By Jason Wojciechowski on January 20, 2012 at 6:00 PM
David Wishinsky does not like the Gomes signing / Allen trade rumors, and launches from them into a larger look at Oakland's supposed rebuilding plan.
This is the second time I've seen Nico mention that the A's are "using two roster spots for one lineup position" as if that's some big damning thing. What else are you supposed to use roster spots for? They're a scarce resource, but is having a "true" fourth outfielder in that spot rather than a platoon somehow more valuable?
I guess the A's are interested in Manny Ramirez. I don't really know how this would work. He'd miss the first 50 games of the season, which would presumably be Chris Carter time at DH. But then if Chris Carter does well? You're prepared to send him down at that point? If he's hitting, say, .370/.500? And if both Carter and Barton are playing well? (I'm working under the assumption that Brandon Allen is traded and Kila Ka'aihue is in AAA, as he probably should be.) So you don't even have the option of moving Carter to first? An extra bat is an extra bat, so maybe you trade away Jonny Gomes at that point and just deal with Manny's defense in left on occasion. Is Manny signing up to potentially be a part-time player?
I don't know how it all fits. I do know that a lot of A's fans are going to be mad (and it'll be interesting to see how the high-handed moral crowd gets mad at signing Manny for entirely different reasons than the "play the kids" crowd gets mad), some number are going to be happy, and the rest of us are going to wait to see how it all shakes out.
It certainly doesn't make much difference on the 40-man roster. Pedro Figueroa can go. Adrian Cardenas can probably go. Sean Doolittle can probably go. There's room for cuts, even without considering a Brandon Allen trade for someone who's not on the forty.
And for what it's worth, while I'm not mad per se, I'm not entirely happy with the prospect of burying Carter, either. You can whine about how he "didn't make adjustments" all you want, but he's basically had a month in one year and some scattered ABs in another to make those adjustments. Maybe you're supposed to make them more quickly than that, but "didn't make adjustments" sounds to me like nonsense talk for "hit badly in a small sample," especially when that's talk coming from outside, not from scouts or FOTs (front-office types, to steal a Will Carrollism) inside baseball.
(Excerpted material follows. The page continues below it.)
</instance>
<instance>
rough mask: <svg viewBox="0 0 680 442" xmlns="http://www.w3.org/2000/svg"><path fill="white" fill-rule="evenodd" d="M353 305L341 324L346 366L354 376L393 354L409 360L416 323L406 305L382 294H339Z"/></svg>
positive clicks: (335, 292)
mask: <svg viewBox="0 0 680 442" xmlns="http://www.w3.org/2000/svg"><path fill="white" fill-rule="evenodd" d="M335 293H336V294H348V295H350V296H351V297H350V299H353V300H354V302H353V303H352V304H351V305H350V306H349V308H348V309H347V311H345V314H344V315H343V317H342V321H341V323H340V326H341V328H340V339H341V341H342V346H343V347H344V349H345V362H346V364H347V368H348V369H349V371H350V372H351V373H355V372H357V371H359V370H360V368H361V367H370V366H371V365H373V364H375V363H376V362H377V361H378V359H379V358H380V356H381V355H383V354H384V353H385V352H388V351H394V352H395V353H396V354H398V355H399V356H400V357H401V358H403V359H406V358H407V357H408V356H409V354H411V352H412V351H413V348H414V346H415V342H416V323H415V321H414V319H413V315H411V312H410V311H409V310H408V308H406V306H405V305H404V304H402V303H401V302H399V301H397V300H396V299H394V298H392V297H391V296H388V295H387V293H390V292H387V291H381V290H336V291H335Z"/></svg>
Also, do have a look at his PITCHf/x charts. If you can see a pattern of being consistently busted inside with fastballs, as is a claim I've heard as the knock on him, then you're better at this than I am.
Nico has a look at the "service clock" issue with the A's young starters, which I think is a valuable thing to do. It's easy to jump and say "no wait we'll lose them to free agency," but 2015 isn't actually so far off, even for Jarrod Parker and Brad Peacock, if they start in the rotation this season. Sure, the A's would "burn" their minimum-salary years on non-competitive teams, but they'll still be under team control into the window Beane is aiming for. Further, Brett Anderson, Sonny Gray, A.J. Cole, and a variety of less certain options (not that Gray is all that certain to be a starter, but compared to, say, Raul Alcantara? You get my point) are also still going to be around.
Further, if the A's really are competitive in 2015, the plan is for that to coincide with the opening of a new stadium and new revenue streams that will allow them to be more flexible, more able to pay Parker, Peacock, and Milone their arbitration salaries (or long-term contracts they've signed in the meantime) while still being able to afford the last year of Brett Anderson's deal and whatever else arises in the meantime. (Daric Barton's contract, say, since he's sure to finish his transformation into John Olerud this year.)
David Fung has a graphical look at the A's window for contention. You do have to know the quality of the players for yourself, and he ends the sentence at the top of the graphic with a preposition, but it's pretty cool.
This Richard Justice piece from interviews with Billy Beane and David Forst confuses me. It makes no attempt to answer the question of how the recent moves (Colon, Smith, Gomes) fit with the earlier ones (Cahill, Gonzalez, Bailey). I'm not even against the moves, but I would love to know, to the extent the front office can be open about this stuff, the operating theory for 2012 -- a lack of belief in Michael Taylor and Collin Cowgill seems to be part of it, and we can speculate on how Oakland feels about alienating a fanbase that has an easy alternative just across the Bay (as opposed to, say, Mariners fans -- where are they going to go?), but every quote I've seen is platitudes and repeated statements about mediocrity. I trust that there's a theory. I just want to know what it is.
Summer Anne Burton disses whoever got the Dallas Braden perfect game tattoo, which is totally wrong. That tattoo is boss.